Stakers not only benefit from the platform's growth and success but also play a direct role in shaping its future trajectory: proposing and voting power in the platform's Decentralized Autonomous Organization (DAO) governance. This governance framework empowers token holders to actively participate in decision-making processes, influencing the direction and evolution of the platform in a democratic manner.
The amount of voting power granted to staked tokens is determined by two key factors: the length of time the tokens have been staked and the quantity of tokens staked.

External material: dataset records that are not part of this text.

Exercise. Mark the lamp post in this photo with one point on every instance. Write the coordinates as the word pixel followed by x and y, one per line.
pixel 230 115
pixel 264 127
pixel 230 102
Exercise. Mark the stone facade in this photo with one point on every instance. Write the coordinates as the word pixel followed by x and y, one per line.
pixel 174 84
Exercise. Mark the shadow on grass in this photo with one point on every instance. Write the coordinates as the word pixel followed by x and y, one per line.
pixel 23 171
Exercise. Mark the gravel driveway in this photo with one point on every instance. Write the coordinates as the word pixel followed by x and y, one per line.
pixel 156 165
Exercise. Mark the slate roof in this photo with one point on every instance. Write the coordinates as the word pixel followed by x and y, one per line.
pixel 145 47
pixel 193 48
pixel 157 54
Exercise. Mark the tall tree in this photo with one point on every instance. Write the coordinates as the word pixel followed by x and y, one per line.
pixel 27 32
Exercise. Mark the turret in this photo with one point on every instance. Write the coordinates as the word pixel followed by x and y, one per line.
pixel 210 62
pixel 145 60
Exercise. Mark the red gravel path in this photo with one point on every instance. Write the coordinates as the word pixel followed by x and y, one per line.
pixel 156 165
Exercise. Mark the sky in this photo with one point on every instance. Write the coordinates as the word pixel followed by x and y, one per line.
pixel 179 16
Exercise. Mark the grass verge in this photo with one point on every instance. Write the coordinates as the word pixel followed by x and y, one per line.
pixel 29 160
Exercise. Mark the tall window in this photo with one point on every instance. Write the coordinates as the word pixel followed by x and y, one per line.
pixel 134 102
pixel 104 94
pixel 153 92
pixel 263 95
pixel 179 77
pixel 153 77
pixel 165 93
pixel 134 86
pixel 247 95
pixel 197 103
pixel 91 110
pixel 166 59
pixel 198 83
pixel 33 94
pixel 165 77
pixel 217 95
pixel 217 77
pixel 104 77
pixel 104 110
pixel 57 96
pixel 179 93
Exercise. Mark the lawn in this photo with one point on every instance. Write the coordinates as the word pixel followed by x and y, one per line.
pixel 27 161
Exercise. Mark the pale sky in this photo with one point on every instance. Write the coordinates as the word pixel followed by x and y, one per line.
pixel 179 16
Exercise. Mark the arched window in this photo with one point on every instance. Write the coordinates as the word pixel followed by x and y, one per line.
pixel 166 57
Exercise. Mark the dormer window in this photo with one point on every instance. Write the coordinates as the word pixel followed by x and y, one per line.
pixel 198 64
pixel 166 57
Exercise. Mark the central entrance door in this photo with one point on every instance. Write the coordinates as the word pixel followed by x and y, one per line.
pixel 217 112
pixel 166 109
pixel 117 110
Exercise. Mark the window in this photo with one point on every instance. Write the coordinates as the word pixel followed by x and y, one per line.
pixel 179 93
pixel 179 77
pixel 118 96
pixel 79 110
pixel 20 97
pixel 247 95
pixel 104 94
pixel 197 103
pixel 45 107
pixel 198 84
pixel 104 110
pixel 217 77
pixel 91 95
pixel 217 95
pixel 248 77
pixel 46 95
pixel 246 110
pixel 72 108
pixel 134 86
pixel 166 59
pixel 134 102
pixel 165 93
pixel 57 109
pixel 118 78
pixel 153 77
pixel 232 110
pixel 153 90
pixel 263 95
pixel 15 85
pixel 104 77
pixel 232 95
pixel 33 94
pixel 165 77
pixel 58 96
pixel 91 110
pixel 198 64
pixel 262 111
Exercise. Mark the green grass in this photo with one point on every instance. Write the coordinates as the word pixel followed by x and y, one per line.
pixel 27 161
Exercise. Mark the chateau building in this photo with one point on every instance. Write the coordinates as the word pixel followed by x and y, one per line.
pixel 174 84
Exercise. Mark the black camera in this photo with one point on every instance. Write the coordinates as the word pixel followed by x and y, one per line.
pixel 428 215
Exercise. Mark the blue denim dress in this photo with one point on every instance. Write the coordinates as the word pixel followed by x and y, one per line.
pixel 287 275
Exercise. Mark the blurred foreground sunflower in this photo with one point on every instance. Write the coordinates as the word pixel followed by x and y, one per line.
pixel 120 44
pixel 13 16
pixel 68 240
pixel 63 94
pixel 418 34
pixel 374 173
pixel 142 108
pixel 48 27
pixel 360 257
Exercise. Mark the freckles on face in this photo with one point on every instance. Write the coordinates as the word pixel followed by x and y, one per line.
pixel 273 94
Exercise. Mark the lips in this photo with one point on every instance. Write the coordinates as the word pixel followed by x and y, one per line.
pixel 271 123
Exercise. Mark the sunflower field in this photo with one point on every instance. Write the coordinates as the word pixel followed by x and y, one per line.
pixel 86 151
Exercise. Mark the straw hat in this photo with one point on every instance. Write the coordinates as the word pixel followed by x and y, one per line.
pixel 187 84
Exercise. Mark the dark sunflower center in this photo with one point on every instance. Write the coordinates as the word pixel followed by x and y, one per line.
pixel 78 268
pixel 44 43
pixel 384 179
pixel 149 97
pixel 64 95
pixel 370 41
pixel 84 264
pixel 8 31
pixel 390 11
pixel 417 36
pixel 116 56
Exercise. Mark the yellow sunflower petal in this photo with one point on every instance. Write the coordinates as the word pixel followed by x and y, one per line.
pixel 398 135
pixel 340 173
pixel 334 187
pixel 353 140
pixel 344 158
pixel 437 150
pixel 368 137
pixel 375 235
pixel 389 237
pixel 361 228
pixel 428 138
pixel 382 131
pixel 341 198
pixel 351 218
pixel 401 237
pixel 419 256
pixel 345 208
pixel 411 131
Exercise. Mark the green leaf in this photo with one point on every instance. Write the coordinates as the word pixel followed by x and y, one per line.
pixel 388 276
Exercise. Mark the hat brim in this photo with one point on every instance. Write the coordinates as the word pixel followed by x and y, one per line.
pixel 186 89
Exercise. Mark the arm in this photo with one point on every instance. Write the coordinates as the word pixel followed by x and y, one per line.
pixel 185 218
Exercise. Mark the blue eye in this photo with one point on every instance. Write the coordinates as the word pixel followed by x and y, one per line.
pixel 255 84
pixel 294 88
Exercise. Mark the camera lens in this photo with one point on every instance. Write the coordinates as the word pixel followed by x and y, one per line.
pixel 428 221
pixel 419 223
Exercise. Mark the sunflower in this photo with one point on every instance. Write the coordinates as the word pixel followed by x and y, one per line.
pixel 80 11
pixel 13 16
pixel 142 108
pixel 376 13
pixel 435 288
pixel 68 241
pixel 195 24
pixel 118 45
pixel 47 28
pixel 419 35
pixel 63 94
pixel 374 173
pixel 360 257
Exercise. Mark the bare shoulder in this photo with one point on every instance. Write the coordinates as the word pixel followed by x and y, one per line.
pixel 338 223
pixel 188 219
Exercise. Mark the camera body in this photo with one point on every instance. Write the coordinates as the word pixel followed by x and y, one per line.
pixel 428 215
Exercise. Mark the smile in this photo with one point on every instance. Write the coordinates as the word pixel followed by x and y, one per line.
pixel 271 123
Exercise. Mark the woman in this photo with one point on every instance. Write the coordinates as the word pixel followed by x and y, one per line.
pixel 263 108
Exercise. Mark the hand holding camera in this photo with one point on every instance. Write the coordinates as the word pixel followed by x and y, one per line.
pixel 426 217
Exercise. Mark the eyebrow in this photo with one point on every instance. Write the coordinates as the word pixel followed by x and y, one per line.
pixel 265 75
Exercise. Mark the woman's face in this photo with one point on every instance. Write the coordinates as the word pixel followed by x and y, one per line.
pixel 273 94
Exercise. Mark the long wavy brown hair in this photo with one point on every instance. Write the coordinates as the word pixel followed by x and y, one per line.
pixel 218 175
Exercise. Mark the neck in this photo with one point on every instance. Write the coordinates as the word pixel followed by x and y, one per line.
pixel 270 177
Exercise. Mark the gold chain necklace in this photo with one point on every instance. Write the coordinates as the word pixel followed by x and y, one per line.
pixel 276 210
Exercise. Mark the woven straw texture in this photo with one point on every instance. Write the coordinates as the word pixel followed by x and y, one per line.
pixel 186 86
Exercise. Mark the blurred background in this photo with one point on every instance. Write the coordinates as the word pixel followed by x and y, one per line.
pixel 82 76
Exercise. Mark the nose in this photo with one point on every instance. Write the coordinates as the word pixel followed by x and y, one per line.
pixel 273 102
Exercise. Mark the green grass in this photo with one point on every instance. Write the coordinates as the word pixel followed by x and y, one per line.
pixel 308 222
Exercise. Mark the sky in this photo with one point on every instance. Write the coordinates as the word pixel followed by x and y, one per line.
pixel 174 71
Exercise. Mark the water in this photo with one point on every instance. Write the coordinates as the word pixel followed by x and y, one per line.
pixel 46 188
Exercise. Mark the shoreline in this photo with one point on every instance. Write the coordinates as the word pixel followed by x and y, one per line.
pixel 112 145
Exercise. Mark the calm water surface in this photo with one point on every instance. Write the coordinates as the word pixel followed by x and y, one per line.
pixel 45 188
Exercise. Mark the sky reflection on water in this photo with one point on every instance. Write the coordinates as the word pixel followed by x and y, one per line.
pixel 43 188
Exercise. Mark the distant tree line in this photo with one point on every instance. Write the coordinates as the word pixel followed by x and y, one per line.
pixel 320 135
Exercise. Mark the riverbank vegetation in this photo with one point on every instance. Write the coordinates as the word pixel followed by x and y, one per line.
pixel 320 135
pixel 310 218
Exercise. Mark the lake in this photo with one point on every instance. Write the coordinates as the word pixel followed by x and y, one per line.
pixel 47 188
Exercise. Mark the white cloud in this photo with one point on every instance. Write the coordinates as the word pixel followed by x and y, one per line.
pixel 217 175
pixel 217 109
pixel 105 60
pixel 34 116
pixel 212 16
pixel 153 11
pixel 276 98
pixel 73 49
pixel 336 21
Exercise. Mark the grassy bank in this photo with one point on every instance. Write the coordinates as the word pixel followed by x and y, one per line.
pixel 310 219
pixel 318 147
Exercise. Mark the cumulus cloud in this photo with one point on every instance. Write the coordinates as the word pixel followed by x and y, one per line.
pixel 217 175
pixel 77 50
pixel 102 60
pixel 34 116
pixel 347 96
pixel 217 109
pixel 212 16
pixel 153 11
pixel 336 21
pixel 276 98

This means that the longer tokens are staked and the greater the quantity staked, the higher the voting power wielded by the staker within the DAO governance system.
Under the DAO framework, the platform's policies, protocols, treasury management, and future developments are subject to governance.
A total of 33% of the token supply is allocated for distribution, with vesting schedules spanning various durations ranging from 12 to 36 months.
Community and Early Users: 12 months By vesting tokens for community members and early users over a one-year period, the project incentivizes their ongoing participation and engagement. This ensures that these key stakeholders remain committed to the project's success over the long term.
Investors: 24 months Investors' tokens are vested over a longer period. This aligns the interests of investors with the long-term success of the project. It discourages short-term speculation and encourages investors to support the project's growth and sustainability.
Team: 36 months The longest vesting period for team members ensures that team members are committed to the project for an extended period, fostering stability and continuity in project development. It also mitigates the risk of team members selling off their tokens quickly, which could destabilize the project.
There's a capped allocation per epoch based on trading volume. These epochs have a duration of one year each. During the initial two years, the maximum allocation stands at 10% and 15% of ecosystem tokens respectively. Subsequently, starting from the third year, the allocation diminishes by a factor of 1.2x with each successive epoch.